ECLATS DE VERRE (Une vie en morceaux)

Christophe Dugave

Cette nouvelle est parue avec 24 autres dans le recueil "Vingt-cinq nuances de noir" chez Lignes Imaginaires en 2016 (ISBN 978-2-9523340-1-3), © Lignes Imaginaires/C. Dugave 2016.

• 18 Avril

 

« Papa, tu joues avec moi ? ».

Pour toute réponse, Eloïse n'obtient qu'un vague grognement. On dirait le râle d'une bête malade.

Dans l'ombre de la chambre aux volets clos, elle perçoit le froissement des draps, le grincement du sommier torturé. L'atmosphère est immobile, alourdie de relents de sueur et d'alcool.

« Papa ? ».

Déjà elle renonce. Elle comprend qu'elle a perdu un compagnon de jeu. Il n'y a pas si longtemps pourtant, il appréciait sa compagnie turbulente. Il aimait disputer avec elle une partie de rami ou de Monopoly, parfois même une simple bataille aux cartes. Elle devine qu'à présent, il en est bien incapable. Elle n'est même pas certaine qu'il puisse se lever s'il en a envie, et se tenir debout s'il le faut.

Avec une petite moue de dépit, Eloïse se rencogne contre la porte-fenêtre, calée dans les coussins, et reprend sa lecture. A l'autre bout de la pièce, Laurine et Alban détruisent méthodiquement une maison Lego qu'elle a construite, ponctuant d'un rire hystérique chaque éparpillement de briques. Elle les laisse faire.

Dix-huit heures dix.

Maman rentre, leur sourit, les embrasse avant de jeter un coup d'œil circulaire. Son expression se fane en devinant la chambre plongée dans l'ombre. Une petite ride se dessine au coin de ses lèvres et ses yeux s'embuent, à moins que ce soit la fatigue qui lui donne ce regard vitreux. Eloïse préférait avant, quand c'était Maman qui restait le mercredi et que Papa revenait plus tard. Le week-end, elle avait le temps de lui lire des histoires et l'emmenait parfois au cinéma. A la belle saison, si le temps le permettait, ils allaient tous pique-niquer dans des pays qu'elle s'inventait avec des mers de la taille d'un lac, des îles mystérieuses et des cabanes dans la forêt, des grottes et des rivières secrètes. Depuis quelques mois, les fins de semaines sont silencieuses et tristes, confinées au pied de la falaise austère de cette barre d'immeuble où ils habitent depuis le début de l'année. Le jardin, le village, la campagne lui manquent.
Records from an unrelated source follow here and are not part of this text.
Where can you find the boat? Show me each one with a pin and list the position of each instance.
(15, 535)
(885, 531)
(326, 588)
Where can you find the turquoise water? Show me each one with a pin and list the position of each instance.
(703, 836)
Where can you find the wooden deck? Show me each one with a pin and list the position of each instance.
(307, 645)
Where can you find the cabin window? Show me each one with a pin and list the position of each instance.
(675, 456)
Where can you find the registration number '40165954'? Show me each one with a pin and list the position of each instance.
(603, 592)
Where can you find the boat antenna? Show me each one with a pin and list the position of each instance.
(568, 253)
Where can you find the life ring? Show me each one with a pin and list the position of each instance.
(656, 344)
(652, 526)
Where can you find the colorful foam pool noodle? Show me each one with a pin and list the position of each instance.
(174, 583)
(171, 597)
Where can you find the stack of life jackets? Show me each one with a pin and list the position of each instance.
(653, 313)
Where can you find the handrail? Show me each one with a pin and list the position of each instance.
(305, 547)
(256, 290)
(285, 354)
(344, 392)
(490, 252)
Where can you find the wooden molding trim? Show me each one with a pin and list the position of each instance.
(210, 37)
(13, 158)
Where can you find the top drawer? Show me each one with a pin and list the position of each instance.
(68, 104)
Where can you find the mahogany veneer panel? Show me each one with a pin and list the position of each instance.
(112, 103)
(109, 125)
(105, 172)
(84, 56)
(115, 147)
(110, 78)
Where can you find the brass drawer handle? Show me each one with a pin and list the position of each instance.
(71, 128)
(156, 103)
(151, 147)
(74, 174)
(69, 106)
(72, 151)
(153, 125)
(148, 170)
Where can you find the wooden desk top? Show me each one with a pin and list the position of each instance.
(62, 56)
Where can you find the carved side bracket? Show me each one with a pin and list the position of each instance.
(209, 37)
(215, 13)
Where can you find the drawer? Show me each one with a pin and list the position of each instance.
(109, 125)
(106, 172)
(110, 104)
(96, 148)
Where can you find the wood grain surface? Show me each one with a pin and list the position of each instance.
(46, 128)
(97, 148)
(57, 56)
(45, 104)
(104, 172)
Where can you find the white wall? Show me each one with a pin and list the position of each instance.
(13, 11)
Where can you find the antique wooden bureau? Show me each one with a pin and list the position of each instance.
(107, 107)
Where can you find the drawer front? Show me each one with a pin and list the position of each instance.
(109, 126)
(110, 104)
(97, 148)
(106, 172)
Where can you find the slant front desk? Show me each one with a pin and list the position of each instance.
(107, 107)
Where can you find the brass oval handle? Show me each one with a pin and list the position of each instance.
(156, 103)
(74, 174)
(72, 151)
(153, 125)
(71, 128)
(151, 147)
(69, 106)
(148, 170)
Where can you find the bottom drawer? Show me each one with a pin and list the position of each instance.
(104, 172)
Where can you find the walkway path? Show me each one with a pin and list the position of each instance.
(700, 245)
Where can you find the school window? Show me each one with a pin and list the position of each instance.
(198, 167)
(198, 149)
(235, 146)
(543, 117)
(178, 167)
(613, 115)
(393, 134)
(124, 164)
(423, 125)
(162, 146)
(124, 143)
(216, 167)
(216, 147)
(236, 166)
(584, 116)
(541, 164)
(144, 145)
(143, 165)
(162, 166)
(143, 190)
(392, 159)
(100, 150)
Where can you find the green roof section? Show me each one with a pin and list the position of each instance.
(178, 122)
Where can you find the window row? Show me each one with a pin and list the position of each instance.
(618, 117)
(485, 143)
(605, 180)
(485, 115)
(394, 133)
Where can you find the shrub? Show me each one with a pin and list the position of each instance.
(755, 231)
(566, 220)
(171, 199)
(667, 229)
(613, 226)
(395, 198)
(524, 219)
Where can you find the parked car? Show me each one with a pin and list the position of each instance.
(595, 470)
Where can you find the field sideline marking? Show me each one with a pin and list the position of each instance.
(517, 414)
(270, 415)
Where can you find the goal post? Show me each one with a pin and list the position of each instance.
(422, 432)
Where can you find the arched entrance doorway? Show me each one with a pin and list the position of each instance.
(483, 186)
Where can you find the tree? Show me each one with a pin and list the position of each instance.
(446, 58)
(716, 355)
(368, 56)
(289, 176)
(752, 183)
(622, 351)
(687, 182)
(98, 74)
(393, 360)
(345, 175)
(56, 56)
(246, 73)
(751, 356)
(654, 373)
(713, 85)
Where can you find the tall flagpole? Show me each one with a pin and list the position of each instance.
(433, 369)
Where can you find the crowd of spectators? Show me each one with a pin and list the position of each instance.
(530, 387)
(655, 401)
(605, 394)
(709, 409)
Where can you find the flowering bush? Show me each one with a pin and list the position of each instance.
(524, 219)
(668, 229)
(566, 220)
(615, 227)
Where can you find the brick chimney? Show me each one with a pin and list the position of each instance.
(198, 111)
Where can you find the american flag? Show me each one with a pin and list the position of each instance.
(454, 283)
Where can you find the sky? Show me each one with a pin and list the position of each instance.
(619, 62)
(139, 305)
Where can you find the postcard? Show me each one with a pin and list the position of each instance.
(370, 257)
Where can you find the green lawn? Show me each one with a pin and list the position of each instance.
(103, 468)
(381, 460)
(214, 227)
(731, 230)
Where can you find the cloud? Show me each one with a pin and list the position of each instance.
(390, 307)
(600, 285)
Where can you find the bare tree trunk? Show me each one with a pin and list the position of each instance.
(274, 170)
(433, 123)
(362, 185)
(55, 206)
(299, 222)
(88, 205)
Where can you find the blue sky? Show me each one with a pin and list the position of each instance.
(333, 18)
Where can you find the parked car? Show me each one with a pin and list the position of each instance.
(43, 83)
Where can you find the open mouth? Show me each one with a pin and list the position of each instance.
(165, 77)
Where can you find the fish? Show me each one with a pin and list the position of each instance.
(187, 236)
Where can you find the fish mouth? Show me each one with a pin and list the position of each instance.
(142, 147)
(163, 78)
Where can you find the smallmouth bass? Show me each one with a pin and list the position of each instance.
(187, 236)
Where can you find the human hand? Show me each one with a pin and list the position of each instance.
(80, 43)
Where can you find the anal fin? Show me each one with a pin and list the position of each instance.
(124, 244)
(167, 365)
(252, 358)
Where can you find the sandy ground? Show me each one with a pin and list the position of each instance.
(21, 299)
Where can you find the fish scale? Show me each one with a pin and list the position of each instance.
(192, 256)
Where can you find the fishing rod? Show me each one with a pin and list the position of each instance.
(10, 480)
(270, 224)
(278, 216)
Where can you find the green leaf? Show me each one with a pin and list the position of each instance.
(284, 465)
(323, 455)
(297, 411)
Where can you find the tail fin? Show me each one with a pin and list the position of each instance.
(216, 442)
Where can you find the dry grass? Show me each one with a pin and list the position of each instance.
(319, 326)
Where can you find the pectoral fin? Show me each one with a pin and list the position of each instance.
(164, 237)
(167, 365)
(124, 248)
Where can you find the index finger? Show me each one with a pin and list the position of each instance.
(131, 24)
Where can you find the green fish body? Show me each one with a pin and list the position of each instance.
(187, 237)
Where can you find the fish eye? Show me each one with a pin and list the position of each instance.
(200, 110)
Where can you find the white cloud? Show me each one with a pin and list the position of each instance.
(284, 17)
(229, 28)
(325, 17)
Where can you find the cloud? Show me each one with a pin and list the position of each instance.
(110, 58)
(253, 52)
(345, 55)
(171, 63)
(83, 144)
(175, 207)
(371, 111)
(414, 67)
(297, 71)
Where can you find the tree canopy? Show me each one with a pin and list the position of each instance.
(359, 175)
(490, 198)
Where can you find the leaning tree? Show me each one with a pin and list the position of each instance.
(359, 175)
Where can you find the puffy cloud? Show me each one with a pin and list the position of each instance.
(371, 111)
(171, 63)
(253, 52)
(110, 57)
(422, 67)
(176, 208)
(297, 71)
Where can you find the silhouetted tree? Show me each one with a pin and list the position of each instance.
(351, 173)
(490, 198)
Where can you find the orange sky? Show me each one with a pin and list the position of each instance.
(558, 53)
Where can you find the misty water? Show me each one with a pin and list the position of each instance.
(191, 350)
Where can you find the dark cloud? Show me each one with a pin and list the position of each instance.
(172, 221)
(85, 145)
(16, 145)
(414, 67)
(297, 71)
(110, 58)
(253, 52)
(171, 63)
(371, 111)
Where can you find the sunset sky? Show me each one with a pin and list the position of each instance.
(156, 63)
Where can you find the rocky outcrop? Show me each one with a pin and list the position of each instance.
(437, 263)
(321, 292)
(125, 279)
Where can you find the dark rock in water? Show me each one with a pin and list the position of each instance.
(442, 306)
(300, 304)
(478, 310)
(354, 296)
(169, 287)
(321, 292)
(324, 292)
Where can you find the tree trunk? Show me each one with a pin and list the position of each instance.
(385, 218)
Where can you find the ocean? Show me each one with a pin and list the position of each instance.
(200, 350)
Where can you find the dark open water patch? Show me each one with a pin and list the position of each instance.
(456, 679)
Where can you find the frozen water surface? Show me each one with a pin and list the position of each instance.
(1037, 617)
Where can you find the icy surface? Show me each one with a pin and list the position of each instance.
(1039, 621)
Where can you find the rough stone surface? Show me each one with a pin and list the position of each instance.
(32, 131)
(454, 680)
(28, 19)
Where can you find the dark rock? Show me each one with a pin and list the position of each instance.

« Tu as fait tes devoirs ? » demande Maman.

Eloïse hoche la tête.

« C'est déjà ça… ».

Mais Maman semble débordée, dépassée, défaite. Eloïse devine que ce n'est pas assez, que son rôle de petite fille ne suffit plus. Quand elle perçoit le reniflement, elle se demande si Maman a pris froid ou si elle est encore en train de pleurer.

 

• 4 Août

 

Papa ressemble à un dieu antique avec son corps musclé luisant de crème solaire. Instinctivement, Eloïse se rapproche de lui. Elle a un peu peur des vagues, de la marée montante. Elle finit par s'ancrer à la dextre paternelle. Ses yeux sont pleins de sel et de lumière qui lui font presque mal, mais c'est une douleur merveilleuse. Accrochée à Papa, elle se sent invincible. Elle se retourne : à la limite des vagues, Maman retient Laurine et Alban, empotés, empâtés dans le sable lourd de la grève que les vaguelettes creusent sous leurs pieds. Elle lui sourit de loin, peut-être même lui fait-elle un clin d'œil.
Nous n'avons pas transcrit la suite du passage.